Visible in this photo is a spring-loaded serpentine belt tensioner. This type of tensioner never needs adjustment and will release its tension when force is placed against the idler pulley using proper hand tools – if the belt needs to be removed or replaced
A serpentine belt is simply a longer, endless belt constructed in the same fashion as an accessory belt. Instead of being specific to a single accessory, a serpentine belt is designed to wind around multiple pulley wheels – powering a vehicle’s alternator, air conditioning compressor, power steering pump, and even the vehicle’s water pump or cooling fan. One or both sides of a serpentine belt may be designed to provide friction. Freewheeling “idler pulley” wheels are positioned in various locations in order to reroute the belt in the direction of the next accessory.
Unlike individual belts, tightness on serpentine belts is provided by an idler pulley wheel that’s under constant pressure from a heavy-duty spring-loaded tensioner. A serpentine belt tensioner never needs adjustment, and will release its tension when force is placed against it using proper hand tools if the belt needs to be removed or replaced.
TIMING BELTS
Timing belts should not be confused with accessory belts. Unlike fan belts, serpentine belts, or any auxiliary belts that run accessories mounted on the outside of the engine, timing belts are encased inside the engine. They feature flatter construction with toothed grooves running across the bottom that mate with camshaft drive gears. A spring-loaded pulley provides constant tension to ensure this type of belt remains slip-proof so it can maintain a fixed speed necessary for the exact precision of camshaft timing.
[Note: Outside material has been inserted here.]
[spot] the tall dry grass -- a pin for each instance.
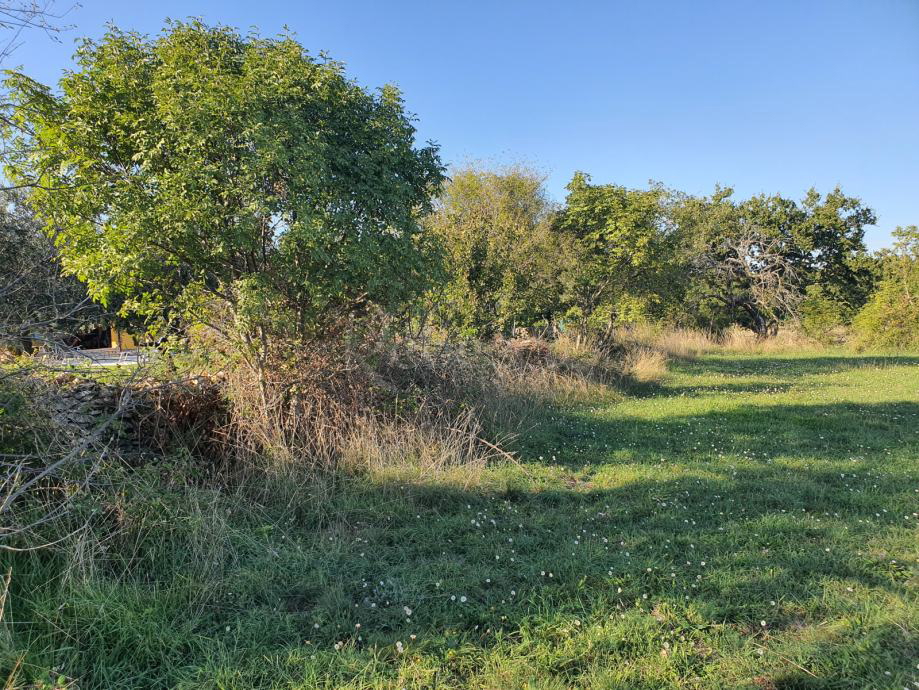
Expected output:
(688, 343)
Belts that power superchargers usually feature this same toothed design and setup. Unlike friction belts, toothed belts (also known as notched or cog style belts) cannot be used on applications where slippage is needed for clutches that activate and deactivate.
Timing belts are ribbed in order to transmit motion to toothed cog wheels that keep camshafts rotating in synch with each other, so valves open and close with timed piston movement.